Article

SEBI Relaxes Rules for Holders of Physical Securities Without PAN or KYC

  • 18-Nov-2023
  • 2 mins read

The Securities and Exchange Board of India (SEBI), in a significant move, has recently announced the relaxation of its rules regarding the holders of physical securities. This decision, effective immediately, marks a departure from the previously stringent requirements.

Previous Regulations and Challenges

Until now, SEBI mandated all holders of physical securities in listed companies to provide comprehensive documentation. This included PAN, nomination, contact details, bank account information, and specimen signatures linked to their folio numbers. Failure to comply by October 1, 2023, would result in the freezing of the folios by the registrars to an issue and share transfer Agent (RTA).

Feedback Leads to Policy Revision

The decision to revise these rules came after SEBI received feedback from the Registrars’ Association of India and various investors. The prior regulations posed unintended challenges, leading to complications and potential freezing of folios. This freezing of accounts also carried the implication of referring these cases to the administering authority under the Benami Transactions (Prohibition) Act, 1988, and/or Prevention of Money Laundering Act, 2002.

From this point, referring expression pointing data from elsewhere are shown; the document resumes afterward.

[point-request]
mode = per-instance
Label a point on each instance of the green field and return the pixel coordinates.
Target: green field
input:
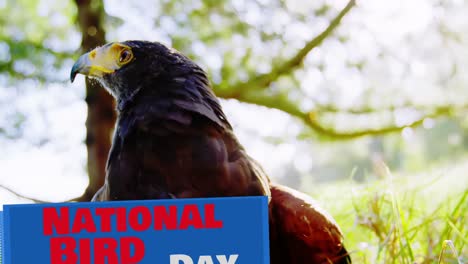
(403, 218)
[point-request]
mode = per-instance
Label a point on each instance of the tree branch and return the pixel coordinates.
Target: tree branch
(263, 81)
(282, 103)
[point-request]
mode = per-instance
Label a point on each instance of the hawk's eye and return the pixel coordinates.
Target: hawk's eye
(125, 56)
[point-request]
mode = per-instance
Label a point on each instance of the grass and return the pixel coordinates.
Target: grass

New Circular: Easing the Burden

Responding to the feedback, SEBI has now removed the requirement for freezing folios lacking PAN, KYC details, and nominations. The recent circular signifies a notable shift, intending to simplify the process for investors and mitigate the challenges previously faced due to the freezing of folios.

This latest move by SEBI is a welcome change for investors in the Indian capital market, offering greater ease and flexibility. It reflects the regulator’s commitment to considering stakeholder feedback and adapting its policies to better suit the evolving market landscape.